Pero los turcos hablan y piensan a su propia manera, y no era aquel un momento
para dimes y diretes. Douglas Stone sacó un bisturí del estuche, lo abrió y
tanteó con el dedo índice su filo agudo. Acto seguido, acercó más la lámpara a
la cama. Por la rendija del yashmak lo miraban con fijeza dos ojos negros. Eran
todo iris, distinguiéndose apenas la pupila.
-Le
ha dado usted una dosis de opio muy fuerte.
-Sí,
ha sido bastante buena.
El
cirujano volvió a contemplar los ojos negros que lo miraban fijamente. Estaban
apagados y sin brillo, pero pudo advertir que aparecía en ellos una lucecita de
vida, y que le temblaban los labios.
-Esta
mujer no está en estado absoluto de inconsciencia -dijo el cirujano.
-¿Y
no será preferible emplear el bisturí mientras está insensible?
Ese
mismo pensamiento había cruzado por el cerebro del cirujano. Sujetó con su
fórceps el labio herido y dando dos rápidos cortes se llevó una ancha tira de
carne en forma de V. La mujer saltó en la cama con un alarido espantoso Douglas
Stone conocía aquella cara. Era una cara que le era familiar, a pesar del labio
superior saliente y de la sangre que le manaba. La mujer siguió gritando y se
llevó la mano a la herida sangrante. Douglas Stone se sentó al pie de la cama
con su bisturí y su fórceps. La habitación giraba a su alrededor, y había
sentido que detrás de sus orejas se le desgarraba algo como una cicatriz. Quien
hubiese estado mirando, habría dicho que de las dos caras la suya era la más espantosa.

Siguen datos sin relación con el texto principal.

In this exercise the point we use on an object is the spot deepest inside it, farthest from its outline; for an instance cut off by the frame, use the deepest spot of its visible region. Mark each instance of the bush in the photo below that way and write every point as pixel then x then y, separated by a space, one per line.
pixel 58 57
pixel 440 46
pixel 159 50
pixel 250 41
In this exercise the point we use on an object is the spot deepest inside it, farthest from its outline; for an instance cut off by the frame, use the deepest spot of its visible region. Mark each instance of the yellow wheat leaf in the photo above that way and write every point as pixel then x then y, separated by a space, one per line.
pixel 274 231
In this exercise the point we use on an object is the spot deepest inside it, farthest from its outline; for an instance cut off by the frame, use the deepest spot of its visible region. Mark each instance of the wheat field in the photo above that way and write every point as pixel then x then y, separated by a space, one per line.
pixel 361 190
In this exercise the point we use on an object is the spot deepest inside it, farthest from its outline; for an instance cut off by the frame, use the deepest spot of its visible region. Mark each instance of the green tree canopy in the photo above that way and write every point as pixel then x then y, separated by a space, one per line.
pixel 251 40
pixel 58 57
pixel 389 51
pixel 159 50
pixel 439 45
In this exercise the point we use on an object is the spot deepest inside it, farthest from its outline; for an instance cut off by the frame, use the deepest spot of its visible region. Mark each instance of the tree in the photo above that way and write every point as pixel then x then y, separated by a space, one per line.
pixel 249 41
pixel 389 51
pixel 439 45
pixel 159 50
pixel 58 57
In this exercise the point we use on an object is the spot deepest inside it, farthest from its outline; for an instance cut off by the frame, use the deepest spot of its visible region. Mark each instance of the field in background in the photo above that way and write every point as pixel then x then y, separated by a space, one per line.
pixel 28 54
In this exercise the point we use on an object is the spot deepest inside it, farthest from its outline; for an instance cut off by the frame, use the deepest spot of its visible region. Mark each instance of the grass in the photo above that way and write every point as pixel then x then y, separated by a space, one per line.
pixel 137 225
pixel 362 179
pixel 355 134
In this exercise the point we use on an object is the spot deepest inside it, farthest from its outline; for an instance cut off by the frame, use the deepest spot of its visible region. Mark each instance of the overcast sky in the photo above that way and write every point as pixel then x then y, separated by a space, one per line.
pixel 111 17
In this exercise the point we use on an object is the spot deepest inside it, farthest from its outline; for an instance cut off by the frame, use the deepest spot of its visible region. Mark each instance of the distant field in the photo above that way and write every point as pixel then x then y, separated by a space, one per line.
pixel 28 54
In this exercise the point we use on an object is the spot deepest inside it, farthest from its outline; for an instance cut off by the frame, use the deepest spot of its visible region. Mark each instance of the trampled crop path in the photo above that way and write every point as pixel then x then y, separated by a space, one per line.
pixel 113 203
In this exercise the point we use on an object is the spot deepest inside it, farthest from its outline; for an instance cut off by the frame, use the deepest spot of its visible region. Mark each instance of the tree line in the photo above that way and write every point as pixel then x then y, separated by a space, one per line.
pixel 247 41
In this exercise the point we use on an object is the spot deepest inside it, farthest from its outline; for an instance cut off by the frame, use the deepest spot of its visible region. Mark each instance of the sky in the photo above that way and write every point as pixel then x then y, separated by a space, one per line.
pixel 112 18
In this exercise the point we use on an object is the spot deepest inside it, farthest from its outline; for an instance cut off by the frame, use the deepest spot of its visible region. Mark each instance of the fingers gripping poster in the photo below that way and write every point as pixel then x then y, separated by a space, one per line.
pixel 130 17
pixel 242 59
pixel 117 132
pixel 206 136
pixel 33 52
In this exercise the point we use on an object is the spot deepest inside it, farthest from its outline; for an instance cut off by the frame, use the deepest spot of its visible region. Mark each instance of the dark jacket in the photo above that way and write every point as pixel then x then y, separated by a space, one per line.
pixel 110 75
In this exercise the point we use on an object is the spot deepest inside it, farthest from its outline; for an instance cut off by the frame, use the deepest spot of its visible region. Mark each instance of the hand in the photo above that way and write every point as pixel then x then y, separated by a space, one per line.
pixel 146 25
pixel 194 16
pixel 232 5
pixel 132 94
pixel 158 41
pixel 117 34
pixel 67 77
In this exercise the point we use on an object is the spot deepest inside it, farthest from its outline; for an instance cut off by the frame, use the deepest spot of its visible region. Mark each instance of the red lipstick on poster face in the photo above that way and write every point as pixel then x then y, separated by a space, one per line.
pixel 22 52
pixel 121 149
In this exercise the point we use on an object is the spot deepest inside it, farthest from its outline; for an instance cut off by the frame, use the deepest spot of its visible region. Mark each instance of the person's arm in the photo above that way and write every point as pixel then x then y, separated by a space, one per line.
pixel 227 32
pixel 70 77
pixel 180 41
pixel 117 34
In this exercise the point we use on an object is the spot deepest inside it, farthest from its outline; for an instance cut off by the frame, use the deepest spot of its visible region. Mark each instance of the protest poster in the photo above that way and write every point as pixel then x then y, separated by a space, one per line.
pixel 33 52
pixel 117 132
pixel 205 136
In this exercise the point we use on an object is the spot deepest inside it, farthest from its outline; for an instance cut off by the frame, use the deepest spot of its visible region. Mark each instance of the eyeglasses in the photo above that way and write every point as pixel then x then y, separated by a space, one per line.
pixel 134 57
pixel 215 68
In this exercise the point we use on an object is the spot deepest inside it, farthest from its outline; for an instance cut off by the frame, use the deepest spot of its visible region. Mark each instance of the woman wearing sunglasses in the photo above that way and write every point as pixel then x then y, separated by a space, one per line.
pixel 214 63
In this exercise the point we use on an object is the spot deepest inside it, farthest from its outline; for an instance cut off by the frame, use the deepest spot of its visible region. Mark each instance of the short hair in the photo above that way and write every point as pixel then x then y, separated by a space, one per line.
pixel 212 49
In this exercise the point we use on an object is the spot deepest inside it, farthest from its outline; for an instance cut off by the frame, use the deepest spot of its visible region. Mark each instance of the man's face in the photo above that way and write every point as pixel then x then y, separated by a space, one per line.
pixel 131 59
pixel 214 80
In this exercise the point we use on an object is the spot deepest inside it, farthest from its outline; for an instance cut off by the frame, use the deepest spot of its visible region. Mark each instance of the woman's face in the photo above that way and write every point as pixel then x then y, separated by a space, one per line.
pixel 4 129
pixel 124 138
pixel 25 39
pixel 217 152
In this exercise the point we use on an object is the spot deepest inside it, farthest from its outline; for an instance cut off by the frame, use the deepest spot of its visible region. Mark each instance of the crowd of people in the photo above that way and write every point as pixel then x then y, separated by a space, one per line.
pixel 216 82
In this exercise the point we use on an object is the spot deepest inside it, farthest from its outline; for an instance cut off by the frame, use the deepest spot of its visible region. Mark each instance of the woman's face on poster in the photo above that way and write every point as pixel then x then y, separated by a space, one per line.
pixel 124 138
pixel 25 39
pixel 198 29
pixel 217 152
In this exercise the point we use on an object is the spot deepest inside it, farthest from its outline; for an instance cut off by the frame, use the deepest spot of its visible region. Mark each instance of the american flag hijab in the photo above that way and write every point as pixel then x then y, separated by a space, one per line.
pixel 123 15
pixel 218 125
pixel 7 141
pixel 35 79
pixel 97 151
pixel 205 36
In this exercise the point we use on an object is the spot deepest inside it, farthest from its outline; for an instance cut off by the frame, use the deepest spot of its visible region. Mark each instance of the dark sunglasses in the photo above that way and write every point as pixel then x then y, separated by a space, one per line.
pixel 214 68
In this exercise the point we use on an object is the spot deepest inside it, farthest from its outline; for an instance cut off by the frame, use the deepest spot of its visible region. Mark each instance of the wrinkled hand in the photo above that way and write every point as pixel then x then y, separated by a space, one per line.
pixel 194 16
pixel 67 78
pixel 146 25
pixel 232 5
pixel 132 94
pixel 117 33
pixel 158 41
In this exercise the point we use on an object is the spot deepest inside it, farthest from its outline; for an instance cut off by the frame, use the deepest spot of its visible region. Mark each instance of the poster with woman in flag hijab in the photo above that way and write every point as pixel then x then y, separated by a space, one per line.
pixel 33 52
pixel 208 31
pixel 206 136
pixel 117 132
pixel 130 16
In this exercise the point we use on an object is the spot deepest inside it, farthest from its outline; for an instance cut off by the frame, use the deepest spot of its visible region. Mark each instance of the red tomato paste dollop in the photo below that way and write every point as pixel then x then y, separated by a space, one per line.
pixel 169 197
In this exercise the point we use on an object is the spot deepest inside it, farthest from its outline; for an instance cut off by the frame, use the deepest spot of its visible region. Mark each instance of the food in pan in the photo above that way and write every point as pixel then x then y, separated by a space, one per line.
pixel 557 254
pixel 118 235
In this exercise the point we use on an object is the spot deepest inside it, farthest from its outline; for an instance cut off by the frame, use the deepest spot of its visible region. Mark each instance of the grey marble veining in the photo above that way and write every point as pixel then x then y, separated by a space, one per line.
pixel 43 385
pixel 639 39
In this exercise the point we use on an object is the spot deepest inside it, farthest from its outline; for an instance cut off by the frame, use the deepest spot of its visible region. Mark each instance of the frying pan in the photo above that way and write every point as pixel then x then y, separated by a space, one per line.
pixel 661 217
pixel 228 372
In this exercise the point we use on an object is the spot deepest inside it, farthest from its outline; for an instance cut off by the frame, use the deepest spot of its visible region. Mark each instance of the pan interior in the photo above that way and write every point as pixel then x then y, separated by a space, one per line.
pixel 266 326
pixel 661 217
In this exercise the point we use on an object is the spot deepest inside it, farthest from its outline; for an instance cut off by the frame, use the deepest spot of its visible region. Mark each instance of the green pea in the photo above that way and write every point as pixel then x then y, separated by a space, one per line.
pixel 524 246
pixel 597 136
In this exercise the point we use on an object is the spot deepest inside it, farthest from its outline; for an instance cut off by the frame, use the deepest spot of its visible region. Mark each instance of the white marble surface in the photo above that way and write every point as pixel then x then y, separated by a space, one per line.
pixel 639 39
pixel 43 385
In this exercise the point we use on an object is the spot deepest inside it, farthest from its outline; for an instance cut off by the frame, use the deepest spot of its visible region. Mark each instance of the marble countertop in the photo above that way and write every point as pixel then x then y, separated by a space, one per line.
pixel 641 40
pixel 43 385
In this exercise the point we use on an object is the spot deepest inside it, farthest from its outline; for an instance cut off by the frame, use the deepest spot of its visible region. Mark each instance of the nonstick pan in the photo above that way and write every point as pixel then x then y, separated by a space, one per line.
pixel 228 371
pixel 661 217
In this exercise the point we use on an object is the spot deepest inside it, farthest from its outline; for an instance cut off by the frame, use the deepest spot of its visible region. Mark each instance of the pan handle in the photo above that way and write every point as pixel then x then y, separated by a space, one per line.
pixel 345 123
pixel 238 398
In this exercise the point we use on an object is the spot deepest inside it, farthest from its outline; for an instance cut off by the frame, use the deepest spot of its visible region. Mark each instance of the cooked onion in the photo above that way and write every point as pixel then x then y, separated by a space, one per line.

Como si estuviere soñando una pesadilla, o como si hubiese estado mirando un
detalle de una representación, tuvo conciencia de que la cabellera y la barba
del turco estaban encima de la mesa, y de que lord Sannox se apoyaba en la
pared apretándose el costado con la mano y riendo silenciosamente. Los alaridos
habían dejado de oírse, y la cabeza horrenda había vuelto a caer encima de la
almohada, pero Douglas Stone seguía sentado e inmóvil, mientras lord Sannox
reía silenciosamente.
-La
verdad es -dijo por fin -que esta operación era verdaderamente indispensable
para Mary; no física, pero sí moralmente. Entiéndame bien, moralmente.
Douglas
Stone se inclinó hacia adelante y empezó a juguetear con el fleco de la colcha
de la cama. Su bisturí tintineó en el suelo al caer, pero el cirujano seguía
sosteniendo su fórceps y algo más. Lord Sannox dijo con ironía:
-Tenía
desde hace mucho tiempo el propósito de dar un pequeño ejemplo. Su carta del
miércoles se extravió, y la tengo aquí en mi cartera. Me costó bastante trabajo
la puesta en práctica de mi idea. La herida, dicho sea de paso, no tenía más
peligrosidad que la que puede darle mi anillo de sello.
Miró
vivamente a su silencioso acompañante, y levantó el gatillo de un revólver
pequeño que guardaba en el bolsillo de la chaqueta. Pero Douglas Stone seguía
jugueteando con la colcha. Entonces le dijo:
-Ya
ve usted que, después de todo, ha acudido a la cita.
Al
oír aquello, Douglas Stone rompió a reír. Fue la suya una risa larga y ruidosa.
Quien no se reía ahora era lord Sannox. Sus facciones se aguzaron y cuajaron
con una expresión parecida a la del miedo. Salió de puntillas de la habitación.
La
anciana esperaba afuera.
-Atienda
a su señora cuando se despierte -le dijo lord Sannox.
Luego
bajó las escaleras y salió a la calle. El coche esperaba a la puerta, y el
cochero se llevó la mano al sombrero. Lord Sannox le dijo:
-Juan,
ante todo llevarás al doctor a su casa. Creo que hará falta asistirlo al bajar
las escaleras. Dile a su ayuda de cámara que se ha puesto enfermo durante una
operación.
-Muy
bien, señor.
-Después
llevarás a lady Sannox a casa.
-¿Y
a usted, señor?
-Verás.
Durante los próximos meses me hospedaré en el Hotel di Roma, en Venecia. Cuida
de que me sea enviada la correspondencia, y dile a Stevens que el lunes próximo
exhiba todos los crisantemos de color púrpura y que me telegrafíe el resultado.